Campus carry clears major hurdle in West Virginia legislature

Campus carry clears major hurdle in West Virginia legislature
(AP Photo/Al Behrman, File)

The last time the issue of campus carry came up in the West Virginia legislature, the state House approved the bill by wide margins only to see the measure wither away in the Senate.

This time around its the state Senate that’s going first, and on Tuesday afternoon senators gave their emphatic approval with a 29-4 vote in favor of the bill; a show of support that came despite objections from the state’s higher-ed lobby.

“Thank God for West Virginia and freedom,” the bill’s lead sponsor Republican Sen. Rupie Phillips said, shortly before the Senate passed the bill 29-4. At least half of the West Virginia Senate — all Republicans — were listed as sponsors.

The “ Campus Self-Defense Act, ” which now heads to the Republican supermajority in the House of Delegates, would only apply to people holding a license to carry a concealed pistol or revolver.

It strictly prohibits the open carry of a firearm on a college or university campus, and allows institutions of higher learning to implement exceptions. People could be prohibited from bringing guns into areas with a capacity of more than 1,000 spectators — stadiums for football games, for example — or to on-campus daycare centers.

Republican Sen. Charles Trump said similar legislation has already passed in 11 other states: Arkansas, Colorado, Georgia, Idaho, Kansas, Mississippi, Oregon, Tennessee, Texas, Utah and Wisconsin.

West Virginia law currently allows colleges and universities to prohibit guns on their campuses. Supporters of the proposed legislation say citizens have a constitutional right to carry weapons for self-defense. Similar bills have been introduced during past legislative sessions but failed to gain enough traction to advance.

Phillips, who has sponsored similar bills in the past, noted the rate of women who face sexual assault on college campuses — and said allowing for concealed carry on campus would help address that issue.

“I don’t want my daughter to have to face this — I don’t want your daughter, your granddaughters to ever have to face that,” Phillips said to fellow lawmakers. “That’s another reason that we need to get this through.”

My introduction to the campus carry issue was meeting Amanda Collins back in 2011. While a student at the University of Nevada-Reno, Collins was brutally sexually assaulted in an on-campus parking garage by a violent attacker who later murdered a fellow student before he was captured. Collins possessed a valid concealed carry license, but the university required students to obtain permission before they could carry on campus; permission that was virtually impossible to get, at least until after Collins was raped. Then the university quietly reached out to let her know that yes, she could carry now, but not to tell other students because they too might want to be able to protect themselves against the predator who was out there stalking coeds.
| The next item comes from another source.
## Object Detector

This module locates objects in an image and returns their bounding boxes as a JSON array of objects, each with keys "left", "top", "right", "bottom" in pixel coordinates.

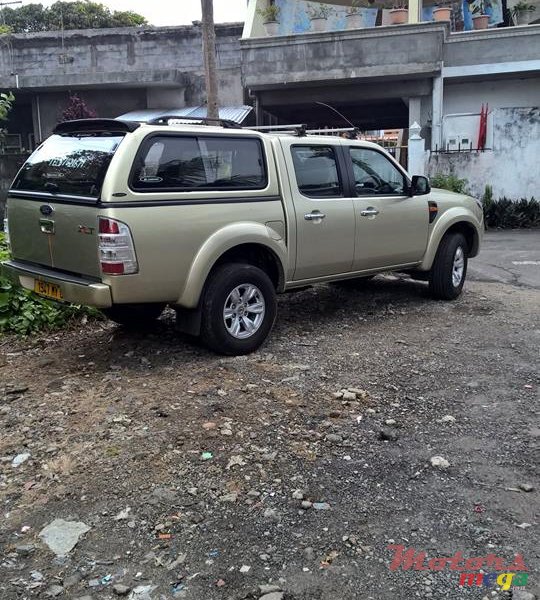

This is what campus carry is about. And while I think the West Virginia bill isn’t perfect (I have some issues with giving universities the option of requiring guns to be stored in a central locked location or inside an in-dorm room gun safe instead of giving the gun owner the choice between the two options) it’s a dramatic improvement over the status quo.

There are now eleven states that have adopted campus carry, and in none of them have any of the outlandish predictions of the anti-gun crowd come to pass. Not only have there been no shootouts over heated classroom discussions or campus parking spaces, but we also haven’t seen a massive exodus of students to states without campus carry. As I noted just a couple of days ago, UT-Austin, which was home to the largest anti-campus carry protests when the state legislature enacted the measure in 2015, just celebrated it’s largest student body in history. As it turns out, once it’s in place concealed carry on campus is just as much of a non-issue as it is off campus… just like Second Amendment advocates have been saying all along.

The West Virginia bill now heads to the state House, where it should have no trouble passing barring any behind-the-scenes shenanigans. Gun owners and Second Amendment supporters shouldn’t take anything for granted, however, and if you live in West Virginia now’s a good time to let your state rep know you’re backing the campus carry bill as well as letting your senator know you appreciate their vote in favor. Hopefully we can get the bill to Gov. Jim Justice’s desk in short order, even if the law might not take effect until students return to campus in the fall.